Facebook vs. Cambridge Analytic Shows Data Science’s Increasingly Complex Social Impact

Data science has sprung from a niche and budding field just a few years ago to now the mainstay of nearly every industry. We have entire companies relying on just the collection and sorting of data, with data science now being put to use in industries as sensible as advertising to even as distant as lobbying.

Through the use of multifaceted statistical analysis, even the most seemingly innocuous data can be used to predict the most far-fetched information with shocking accuracy. Data science and data mining, while sounding like intimidating terms to many, are merely analytics taken to the extreme.

As one hypothetical example, the timing of your visits to gas stations may, with other factors, be found to correlate in some way with your likelihood to prefer Coke or Pepsi. While that sounds absurd on its face, that is precisely the kind of analysis increasingly becoming the standard now for companies and even governments across the board.

However these past two weeks’ events have shown how data science’s prevalence is increasingly causing tension not only with a public seemingly slowly and inevitably losing its last bits of privacy but also between companies.
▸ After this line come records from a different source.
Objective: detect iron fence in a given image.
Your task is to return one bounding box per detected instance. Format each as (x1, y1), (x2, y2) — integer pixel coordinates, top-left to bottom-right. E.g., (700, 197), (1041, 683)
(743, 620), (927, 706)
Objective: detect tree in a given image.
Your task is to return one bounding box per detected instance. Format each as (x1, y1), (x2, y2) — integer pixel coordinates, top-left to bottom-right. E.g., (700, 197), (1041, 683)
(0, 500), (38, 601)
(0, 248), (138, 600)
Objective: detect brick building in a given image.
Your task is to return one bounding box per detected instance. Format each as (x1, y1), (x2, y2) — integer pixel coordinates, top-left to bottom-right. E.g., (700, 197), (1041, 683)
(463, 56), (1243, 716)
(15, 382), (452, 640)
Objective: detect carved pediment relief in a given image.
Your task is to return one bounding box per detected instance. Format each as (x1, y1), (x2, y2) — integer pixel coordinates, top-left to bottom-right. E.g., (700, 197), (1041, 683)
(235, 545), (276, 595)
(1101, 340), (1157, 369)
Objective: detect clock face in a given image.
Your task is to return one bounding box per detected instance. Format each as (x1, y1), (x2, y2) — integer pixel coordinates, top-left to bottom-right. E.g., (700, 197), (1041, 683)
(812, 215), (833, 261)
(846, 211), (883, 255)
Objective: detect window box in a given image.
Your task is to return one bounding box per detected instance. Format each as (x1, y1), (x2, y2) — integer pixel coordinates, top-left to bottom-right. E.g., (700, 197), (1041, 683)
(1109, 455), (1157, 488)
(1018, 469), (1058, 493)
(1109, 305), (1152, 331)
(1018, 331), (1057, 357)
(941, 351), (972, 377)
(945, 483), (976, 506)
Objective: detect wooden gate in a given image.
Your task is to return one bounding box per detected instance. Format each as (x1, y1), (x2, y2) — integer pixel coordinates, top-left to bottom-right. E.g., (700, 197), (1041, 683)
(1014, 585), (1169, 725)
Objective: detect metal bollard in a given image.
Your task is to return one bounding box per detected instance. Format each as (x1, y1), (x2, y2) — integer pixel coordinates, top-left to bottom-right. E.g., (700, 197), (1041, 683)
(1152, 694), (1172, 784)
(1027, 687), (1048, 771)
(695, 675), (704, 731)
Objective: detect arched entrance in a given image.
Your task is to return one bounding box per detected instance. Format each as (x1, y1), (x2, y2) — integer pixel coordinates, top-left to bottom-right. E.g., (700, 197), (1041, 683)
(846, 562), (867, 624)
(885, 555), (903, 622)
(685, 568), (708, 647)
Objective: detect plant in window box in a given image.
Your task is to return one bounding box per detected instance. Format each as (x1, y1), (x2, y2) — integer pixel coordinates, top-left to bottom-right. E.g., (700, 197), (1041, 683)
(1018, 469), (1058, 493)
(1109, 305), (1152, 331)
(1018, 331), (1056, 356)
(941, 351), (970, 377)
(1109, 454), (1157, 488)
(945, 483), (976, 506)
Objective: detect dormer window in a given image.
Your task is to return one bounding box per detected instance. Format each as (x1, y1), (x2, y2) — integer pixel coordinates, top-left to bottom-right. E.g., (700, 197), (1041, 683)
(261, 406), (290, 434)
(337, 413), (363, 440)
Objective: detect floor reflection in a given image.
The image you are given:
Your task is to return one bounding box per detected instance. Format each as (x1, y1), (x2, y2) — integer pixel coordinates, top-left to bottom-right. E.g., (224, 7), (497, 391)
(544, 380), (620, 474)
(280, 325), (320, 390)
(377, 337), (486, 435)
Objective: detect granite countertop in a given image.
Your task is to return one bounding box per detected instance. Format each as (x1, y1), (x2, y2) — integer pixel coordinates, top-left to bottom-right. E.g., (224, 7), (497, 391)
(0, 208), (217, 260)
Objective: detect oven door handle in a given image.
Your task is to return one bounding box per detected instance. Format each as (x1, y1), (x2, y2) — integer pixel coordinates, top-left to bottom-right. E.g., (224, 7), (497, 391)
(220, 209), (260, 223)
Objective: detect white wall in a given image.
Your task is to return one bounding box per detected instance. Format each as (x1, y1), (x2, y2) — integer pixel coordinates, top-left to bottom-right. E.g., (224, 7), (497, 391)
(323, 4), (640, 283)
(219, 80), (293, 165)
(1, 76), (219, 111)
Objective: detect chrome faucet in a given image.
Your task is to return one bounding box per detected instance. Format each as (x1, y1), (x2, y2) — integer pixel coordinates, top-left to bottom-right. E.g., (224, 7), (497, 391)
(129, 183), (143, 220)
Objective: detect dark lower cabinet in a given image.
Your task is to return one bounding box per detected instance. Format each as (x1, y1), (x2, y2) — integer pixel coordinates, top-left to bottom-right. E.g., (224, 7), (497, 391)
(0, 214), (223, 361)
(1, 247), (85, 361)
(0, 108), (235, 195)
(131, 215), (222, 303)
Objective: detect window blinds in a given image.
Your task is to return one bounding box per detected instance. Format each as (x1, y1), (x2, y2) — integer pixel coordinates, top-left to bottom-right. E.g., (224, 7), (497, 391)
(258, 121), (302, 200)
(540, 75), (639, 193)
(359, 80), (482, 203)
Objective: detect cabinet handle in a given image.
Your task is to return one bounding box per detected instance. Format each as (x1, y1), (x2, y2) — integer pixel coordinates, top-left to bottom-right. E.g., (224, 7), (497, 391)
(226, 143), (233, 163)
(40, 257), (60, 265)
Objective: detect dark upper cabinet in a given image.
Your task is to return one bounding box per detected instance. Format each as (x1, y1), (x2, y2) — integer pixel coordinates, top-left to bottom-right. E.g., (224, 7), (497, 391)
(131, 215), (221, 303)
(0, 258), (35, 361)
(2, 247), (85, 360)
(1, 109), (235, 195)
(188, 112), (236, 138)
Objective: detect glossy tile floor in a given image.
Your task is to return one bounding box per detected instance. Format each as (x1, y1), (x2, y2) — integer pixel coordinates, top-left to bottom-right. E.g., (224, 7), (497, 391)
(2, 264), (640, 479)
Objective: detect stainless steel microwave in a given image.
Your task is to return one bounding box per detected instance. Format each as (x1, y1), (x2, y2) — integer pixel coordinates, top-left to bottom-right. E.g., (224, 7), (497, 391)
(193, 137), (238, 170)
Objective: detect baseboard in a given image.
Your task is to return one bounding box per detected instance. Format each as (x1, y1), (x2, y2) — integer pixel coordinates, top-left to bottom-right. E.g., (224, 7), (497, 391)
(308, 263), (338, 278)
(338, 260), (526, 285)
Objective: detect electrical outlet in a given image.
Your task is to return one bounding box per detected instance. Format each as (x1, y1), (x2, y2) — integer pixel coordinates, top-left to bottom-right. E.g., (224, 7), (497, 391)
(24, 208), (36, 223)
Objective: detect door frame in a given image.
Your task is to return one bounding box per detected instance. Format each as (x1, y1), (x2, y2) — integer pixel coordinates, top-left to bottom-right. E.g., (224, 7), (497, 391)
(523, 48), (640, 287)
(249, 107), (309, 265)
Facebook announced it was suspending Cambridge Analytica, its parent company, and several sister companies, from the platform. Cambridge Analytica had allegedly received, and not deleted, vast amounts of user information through an app created by a University of Cambridge professor and improperly shared it.

Cambridge Analytica played a major role in the 2016 election, first in the primary with Ben Carson and Senator Ted Cruz (R-TX)’s campaigns and then later with Donald Trump through the general election. The firm was said to be extremely effective, using data to micro-target ads and other political material that was considered essential behind Cruz’s rise during the primary and Trump’s surprising victory in several battleground states.

According to Facebook, around 270,000 people downloaded a personality prediction app created by a University of Cambridge Professor. The app collected wide-ranging information on their Facebook habits as well as that of their friends. Facebook claims that the professor then shared the information with Cambridge Analytica, allowing the company to have information on over 50 million Facebook users during the 2016 election.

It may seem initially that this dispute centers around privacy and consent, as Facebook claims the professor’s sharing of the app’s information with the company violated the terms of user agreement for information collected on its platform. However the underlying fight is also about the increasing tug of war over data between different companies and firms.

Look at Facebook, for example. The company’s revenue essentially relies on a combination of both user traffic and activity on the platform as well as data that allows advertisers to micro-target advertising on the platform using a wide array of characteristics such as location, travel, food habits, recreation, and more. That is why Facebook is now worth well over $500 billion.

Essentially, Facebook’s revenue model relies also on having exclusive control over the data that allows advertisers to micro-target. Many companies that collect data do not directly “sell” the information, but rather utilize platforms that allow licensed or semi-removed use. After all, otherwise the information would be a one-and-done sale rather than a sustainable model.

This leads to a situation where companies struggle to gain access to treasure troves of data. Even in our supposedly privacy-free age users still are reluctant to provide their essential private information knowing that it will be used for business purposes, which is why the proper collection of data is a slow, grueling, multi-front, and expensive process. As allegedly with Cambridge Analytica and Facebook, sometimes companies take shortcuts.

Currently trends show that in the future data science is not only expected to continue to grow but essentially become universal and ubiquitous. In just a few years we may be living in a time with self-driving cars that not only take us where we want to go, but collect extremely detailed information to help sell us products, predict our health risks, and even our voting habits.

Data science on one hand has great potential in being able to streamline industries, iron out inefficiencies, and ensure personalized custom marketing and solutions. On the other hand, privacy will essentially be a thing of the past.

Furthermore, as we see with the near-monthly mega-data breaches, such as the 2017 Equifax breach that saw the personal information of over 143 million Americans be taken, there are great personal and societal risks to such data collection as well.

Whether the market will see customers willing to pay a premium for data protection or if the public policy and regulatory world intervenes more in some way remains to be seen.